Eisel tritt in den Ruhestand

Von Peter Maurer

Foto zu dem Text "Eisel tritt in den Ruhestand"
Bernhard Eisel | Foto: Cor Vos

14.01.2020  |  (rsn) – Mit insgesamt zwölf Teilnahmen an der Tour de France und weiteren sieben bei Giro und Vuelta ist Bernhard Eisel Österreichs fleißigster GrandTour-Starter gewesen. Der dienstälteste rot-weiß-rote Fahrer beendete nun nach 19 Jahren auf der WorldTour offiziell seine Karriere.

"Es war ein unglaubliches Privileg, die größten Rennen der Welt in einigen der renommiertesten Teams dieses Sports bestritten zu haben. Ich habe Freunde fürs Leben gefunden und bin um die halbe Welt gereist, nun ist es aber Zeit, um den nächsten Schritt auf meiner Reise zu machen", erklärte der 38-Jährige auf seinem Facebook-Auftritt.

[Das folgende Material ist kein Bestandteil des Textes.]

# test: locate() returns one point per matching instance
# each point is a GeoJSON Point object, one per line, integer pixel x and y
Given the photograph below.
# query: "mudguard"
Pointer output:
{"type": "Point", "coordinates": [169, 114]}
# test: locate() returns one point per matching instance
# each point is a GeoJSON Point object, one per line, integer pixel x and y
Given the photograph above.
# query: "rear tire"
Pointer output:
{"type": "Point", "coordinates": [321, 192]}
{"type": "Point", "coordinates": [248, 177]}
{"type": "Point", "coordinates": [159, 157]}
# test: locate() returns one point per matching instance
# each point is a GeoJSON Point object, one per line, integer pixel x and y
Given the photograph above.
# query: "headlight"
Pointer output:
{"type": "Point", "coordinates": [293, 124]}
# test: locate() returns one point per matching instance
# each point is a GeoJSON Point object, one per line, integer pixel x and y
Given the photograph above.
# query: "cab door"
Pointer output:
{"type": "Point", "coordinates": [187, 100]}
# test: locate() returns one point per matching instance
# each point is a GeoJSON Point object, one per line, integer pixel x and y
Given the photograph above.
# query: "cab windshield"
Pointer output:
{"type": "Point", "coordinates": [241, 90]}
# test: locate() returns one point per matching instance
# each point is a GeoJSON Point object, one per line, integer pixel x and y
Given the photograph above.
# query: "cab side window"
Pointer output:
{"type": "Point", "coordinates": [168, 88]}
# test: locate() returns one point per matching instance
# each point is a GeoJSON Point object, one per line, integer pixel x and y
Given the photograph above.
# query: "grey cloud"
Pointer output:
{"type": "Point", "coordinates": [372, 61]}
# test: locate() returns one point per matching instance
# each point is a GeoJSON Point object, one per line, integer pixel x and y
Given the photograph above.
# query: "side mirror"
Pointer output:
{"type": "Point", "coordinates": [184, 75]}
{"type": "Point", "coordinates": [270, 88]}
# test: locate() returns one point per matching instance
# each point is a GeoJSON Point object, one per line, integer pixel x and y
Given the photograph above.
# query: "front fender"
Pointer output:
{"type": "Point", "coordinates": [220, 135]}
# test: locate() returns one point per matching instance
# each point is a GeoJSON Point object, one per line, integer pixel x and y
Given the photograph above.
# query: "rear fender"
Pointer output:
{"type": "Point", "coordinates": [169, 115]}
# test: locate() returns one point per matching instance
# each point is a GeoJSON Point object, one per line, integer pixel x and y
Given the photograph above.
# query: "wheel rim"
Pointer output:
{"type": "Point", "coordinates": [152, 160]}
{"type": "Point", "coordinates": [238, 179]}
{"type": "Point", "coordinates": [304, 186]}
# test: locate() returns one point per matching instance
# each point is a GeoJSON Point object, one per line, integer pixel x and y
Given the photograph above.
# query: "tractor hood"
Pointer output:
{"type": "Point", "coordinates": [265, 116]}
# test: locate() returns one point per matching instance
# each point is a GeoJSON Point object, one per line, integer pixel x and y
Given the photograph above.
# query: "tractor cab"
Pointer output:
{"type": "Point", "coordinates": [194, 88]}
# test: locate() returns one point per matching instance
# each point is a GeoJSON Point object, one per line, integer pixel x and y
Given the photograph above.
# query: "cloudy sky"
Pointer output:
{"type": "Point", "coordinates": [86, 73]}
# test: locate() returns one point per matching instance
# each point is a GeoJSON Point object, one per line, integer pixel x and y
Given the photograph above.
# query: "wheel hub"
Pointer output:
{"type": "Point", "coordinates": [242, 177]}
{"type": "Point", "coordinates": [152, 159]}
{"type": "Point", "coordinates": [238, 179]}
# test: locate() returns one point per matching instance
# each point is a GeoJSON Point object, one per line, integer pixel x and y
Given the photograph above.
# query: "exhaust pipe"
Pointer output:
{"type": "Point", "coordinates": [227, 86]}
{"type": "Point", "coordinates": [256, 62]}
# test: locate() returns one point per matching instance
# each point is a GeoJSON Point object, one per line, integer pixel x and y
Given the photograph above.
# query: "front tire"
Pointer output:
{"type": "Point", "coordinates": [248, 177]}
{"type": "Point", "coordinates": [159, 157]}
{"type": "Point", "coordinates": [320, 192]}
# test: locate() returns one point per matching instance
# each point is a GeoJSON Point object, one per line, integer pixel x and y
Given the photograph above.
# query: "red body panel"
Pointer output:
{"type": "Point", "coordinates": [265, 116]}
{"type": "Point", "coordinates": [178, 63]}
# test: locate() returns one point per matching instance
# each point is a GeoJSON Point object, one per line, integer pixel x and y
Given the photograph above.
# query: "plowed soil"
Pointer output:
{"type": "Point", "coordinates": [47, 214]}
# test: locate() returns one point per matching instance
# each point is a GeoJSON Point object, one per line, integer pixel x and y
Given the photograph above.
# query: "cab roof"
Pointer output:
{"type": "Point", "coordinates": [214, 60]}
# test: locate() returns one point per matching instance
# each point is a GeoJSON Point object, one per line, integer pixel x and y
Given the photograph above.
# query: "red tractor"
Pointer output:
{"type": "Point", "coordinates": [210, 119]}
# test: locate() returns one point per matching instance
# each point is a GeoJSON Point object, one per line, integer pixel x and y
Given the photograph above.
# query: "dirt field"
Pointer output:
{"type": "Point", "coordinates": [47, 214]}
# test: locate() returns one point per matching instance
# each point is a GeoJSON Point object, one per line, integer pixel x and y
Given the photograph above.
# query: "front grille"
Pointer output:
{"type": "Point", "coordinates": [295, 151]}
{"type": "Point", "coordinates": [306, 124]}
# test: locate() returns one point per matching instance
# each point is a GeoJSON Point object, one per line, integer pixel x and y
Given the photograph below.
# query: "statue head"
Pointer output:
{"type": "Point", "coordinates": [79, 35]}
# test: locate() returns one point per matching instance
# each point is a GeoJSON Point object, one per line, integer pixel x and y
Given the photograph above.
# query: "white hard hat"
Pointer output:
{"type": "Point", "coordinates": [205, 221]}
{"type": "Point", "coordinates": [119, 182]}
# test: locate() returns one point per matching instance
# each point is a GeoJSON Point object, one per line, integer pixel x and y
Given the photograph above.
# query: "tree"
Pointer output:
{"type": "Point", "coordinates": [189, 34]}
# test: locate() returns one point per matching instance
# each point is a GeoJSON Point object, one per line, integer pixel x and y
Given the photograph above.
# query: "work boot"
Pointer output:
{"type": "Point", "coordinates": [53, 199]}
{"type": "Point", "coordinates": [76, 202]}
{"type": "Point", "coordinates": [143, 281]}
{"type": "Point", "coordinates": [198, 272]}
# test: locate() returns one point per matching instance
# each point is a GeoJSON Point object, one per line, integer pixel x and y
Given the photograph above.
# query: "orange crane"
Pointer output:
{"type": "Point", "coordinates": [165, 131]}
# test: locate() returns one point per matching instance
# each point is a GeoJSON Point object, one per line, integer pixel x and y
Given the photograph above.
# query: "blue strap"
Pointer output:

Insgesamt 15 Profisiege konnte Eisel erringen, darunter beim belgischen Eintagesklassiker Gent-Wevelgem, der auch sein letzter großer Erfolg war. Sein Debüt gab er 2001 bei Mapei – Quickstep. 2003 wechselte Eisel nach Frankreich zu fdjeux.com. 2007 ging es dann für den Steirer zum Team T-Mobile. Die Mannschaft, die ein Jahr später als Team Columbia unterwegs war, begleitete Eisel bis 2011.

2012 ging der Österreicher zum britischen Team Sky, war Teil des Tourteams an der Seite von Bradley Wiggins, Chris Froome und Mark Cavendish, welches insgesamt sechs Etappen sowie den ersten und zweiten Platz in der Gesamtwertung gewinnen konnte. 2016 ging er gemeinsam mit Mark Cavendish und Mark Renshaw zum Team Dimension Data.

2018 erlitt Eisel im März eine schwere Verletzung bei einem Sturz bei Tirreno – Adriatico, musste einen Monat später wegen einer Gehirnblutung nochmals operiert werden. Doch der Österreicher kämpfte sich zurück ins Peloton. "Es war eine Verletzung, die meine Karriere vorzeitig hätte beenden können. Nicht jeder hat das Glück, nach eigenem Ermessen in den Ruhestand zu gehen und für eine letzte Saison zu fahren", erklärte Eisel. Am Ende seiner Abschiedsschrift ließ der Österreicher anklingen, dass er den Sport nicht verlassen wird.